El Centro Histórico, a excepción de la Alameda de León recientemente restaurada, luce como un espacio sumergido en la anarquía. El proyecto de calles peatonales contrasta con un comercio en la vía pública que amenaza engullirse parques, banquetas y andadores. Inmuebles catalogados e históricos, víctimas del grafitti. Fieles exponentes de la arquitectura novohispana, con canteras manchadas y perforadas. Barrios mágicos como Jalatlaco o tradicionales como Xochimilco, bajo amenaza de la llamada gentrificación. Adiós a ese aire provinciano tan típico de lo oaxaqueño. Lo que fueron vecindades ahora convertidas en cafés o antros. Aquellas que fueron curtidurías o talleres artesanales textiles, devenidos restaurantes y hoteles de moda, para el disfrute del turismo extranjero. El único que puede pagar los altos costos del consumo o el hospedaje.

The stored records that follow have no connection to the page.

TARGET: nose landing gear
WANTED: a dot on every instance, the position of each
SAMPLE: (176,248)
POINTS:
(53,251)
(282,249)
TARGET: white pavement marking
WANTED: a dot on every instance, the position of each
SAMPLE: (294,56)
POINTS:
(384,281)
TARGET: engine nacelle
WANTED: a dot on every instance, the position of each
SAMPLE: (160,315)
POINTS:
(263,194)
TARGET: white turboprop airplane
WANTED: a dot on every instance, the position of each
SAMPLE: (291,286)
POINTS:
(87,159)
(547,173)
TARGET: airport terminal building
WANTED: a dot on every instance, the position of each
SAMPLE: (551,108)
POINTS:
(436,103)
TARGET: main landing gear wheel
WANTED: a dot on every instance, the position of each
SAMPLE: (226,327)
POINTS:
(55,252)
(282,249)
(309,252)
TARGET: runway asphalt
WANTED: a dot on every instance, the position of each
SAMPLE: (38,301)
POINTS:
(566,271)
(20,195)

Un casco urbano caracterizado por los hoyancos y baches. Por el depósito de bolsas de basura, ante una onerosa crisis que no termina de resolverse. Nuestro principal afluente, el Río Atoyac, convertido en tiradero ante la abulia del sindicato responsable que exhibe cada vez más su impunidad. Y un gobierno municipal que sigue encogiéndose de hombros, con el sobado argumento de que no tiene recursos. Asumimos vivir en una de las ciudades más bellas de México y dicen las revistas especializadas, que uno de los mejores destinos del mundo, pero con un sistema de semáforos colapsado; con una vialidad infernal, en donde prevalece la doble fila; en una ciudad que ha sido calificada como insegura por la mayoría de sus habitantes. El año que viene habrá elecciones y una vez más escucharemos las clásicas promesas, que en funciones se convierten en fallidas. El mejor homenaje que se le puede hacer es, lo mencionamos hace tiempo, devolverle la dignidad de antaño.